“Team Seven,” the debut novel from Iowa Writers’ Workshop graduate Marcus Burke, is the story of Andre Battel, a young African-American man coming of age in Milton, Mass., a small town just south of Boston. Beginning when Andre is 8 and concluding when he is in high school, the novel occasionally alternates in perspective, including chapters from his mother’s and father’s perspective, resulting in a rich, multilayered story of Andre, his family, and his entire neighborhood community.
Even so, the voice that really shines is Andre’s: at once filled with love, swagger and fear. Andre is a gifted basketball player (“Basketball’s been the only thing that helps ease up all the pressure that’s been building up inside me. It’s also the only thing I can do right.”) but as he gets older, Andre becomes drawn toward the local street gang and the money to be made selling drugs.
Soon Andre is torn between these two worlds, a conundrum not lost on Reggie, leader of Team Seven: “What are you tryin’a be out there anyway? A hustler or a ballplayer? Instead of trying to be what you ain’t, why don’t you be good at the things that are good to you, and protect that. Everything ain’t for everybody, Andre.”
“Team Seven” reads like a delicate mix between the clean, tight street language of Junot Diaz and the meditative pacing of Paul Enon.

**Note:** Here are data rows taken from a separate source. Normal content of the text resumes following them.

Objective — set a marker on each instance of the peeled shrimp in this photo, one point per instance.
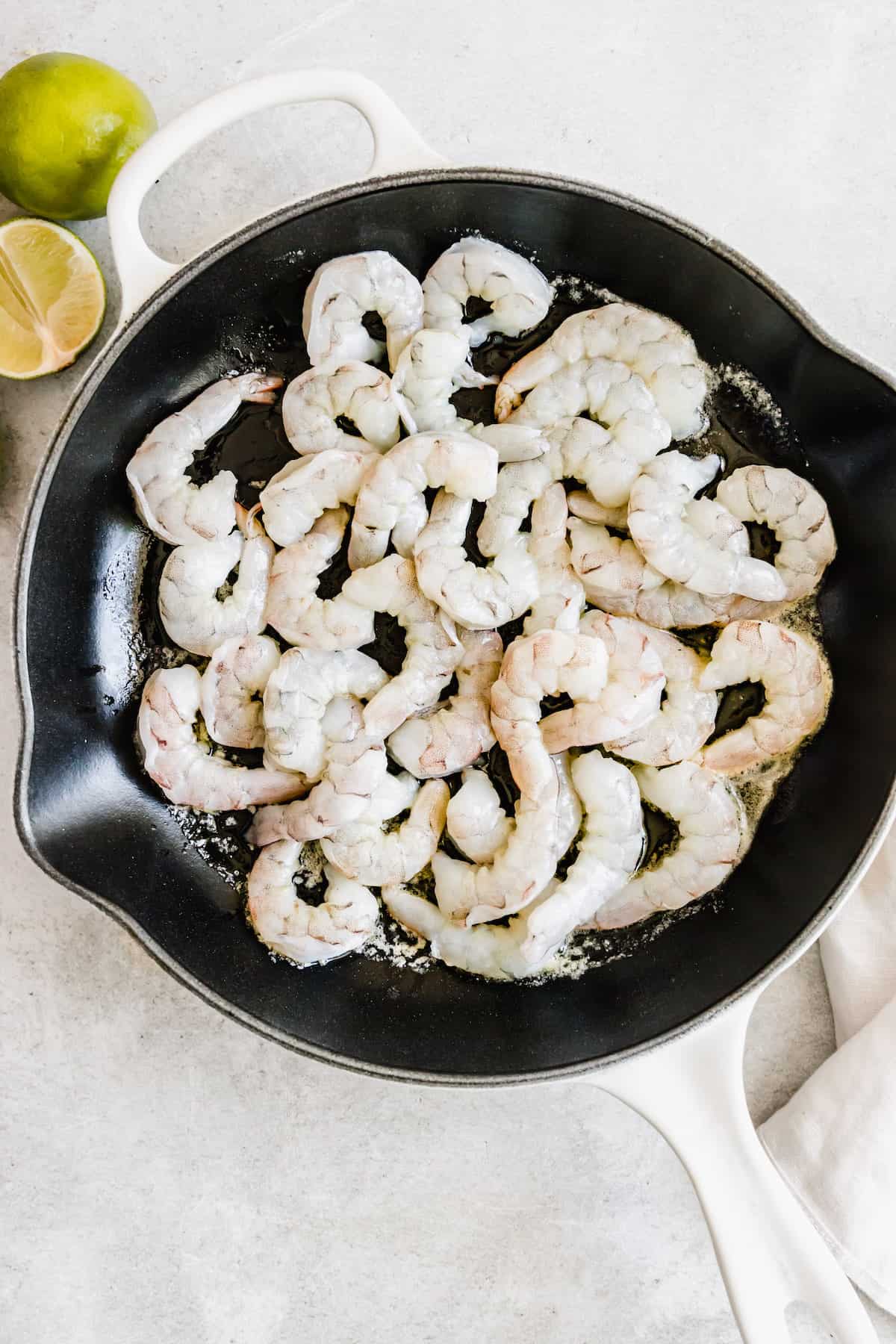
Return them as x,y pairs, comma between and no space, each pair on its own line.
711,831
433,648
480,827
347,288
193,615
484,951
454,735
794,511
534,665
632,694
652,346
609,853
662,531
687,715
355,772
169,504
512,443
311,700
297,930
293,606
462,465
583,504
183,768
477,268
561,593
379,858
231,690
301,491
633,430
432,367
476,821
576,448
618,578
479,597
317,399
793,673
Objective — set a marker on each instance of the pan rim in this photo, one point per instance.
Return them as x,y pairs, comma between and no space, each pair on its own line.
92,379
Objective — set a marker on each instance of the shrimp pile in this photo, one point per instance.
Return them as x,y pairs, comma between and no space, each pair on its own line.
546,567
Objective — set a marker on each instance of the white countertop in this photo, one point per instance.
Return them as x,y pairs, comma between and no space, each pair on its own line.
169,1175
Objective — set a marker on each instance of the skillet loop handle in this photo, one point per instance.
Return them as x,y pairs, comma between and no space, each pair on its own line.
768,1249
396,148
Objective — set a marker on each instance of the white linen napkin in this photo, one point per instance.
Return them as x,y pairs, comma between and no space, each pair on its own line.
835,1142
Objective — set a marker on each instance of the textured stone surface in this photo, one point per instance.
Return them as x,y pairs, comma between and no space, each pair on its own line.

This odd pairing works beautifully throughout most of the novel, as Andre falls in love, is disappointed by his father, and, in a heartbreaking scene, meets his half-brother for the first time.
I say “most” because in the final 50 pages Burke brilliantly shifts to a fast-paced, climatic story of gang violence that, given the meditative, internal focus of the rest of the novel, is sudden and out of place — mimicking life itself.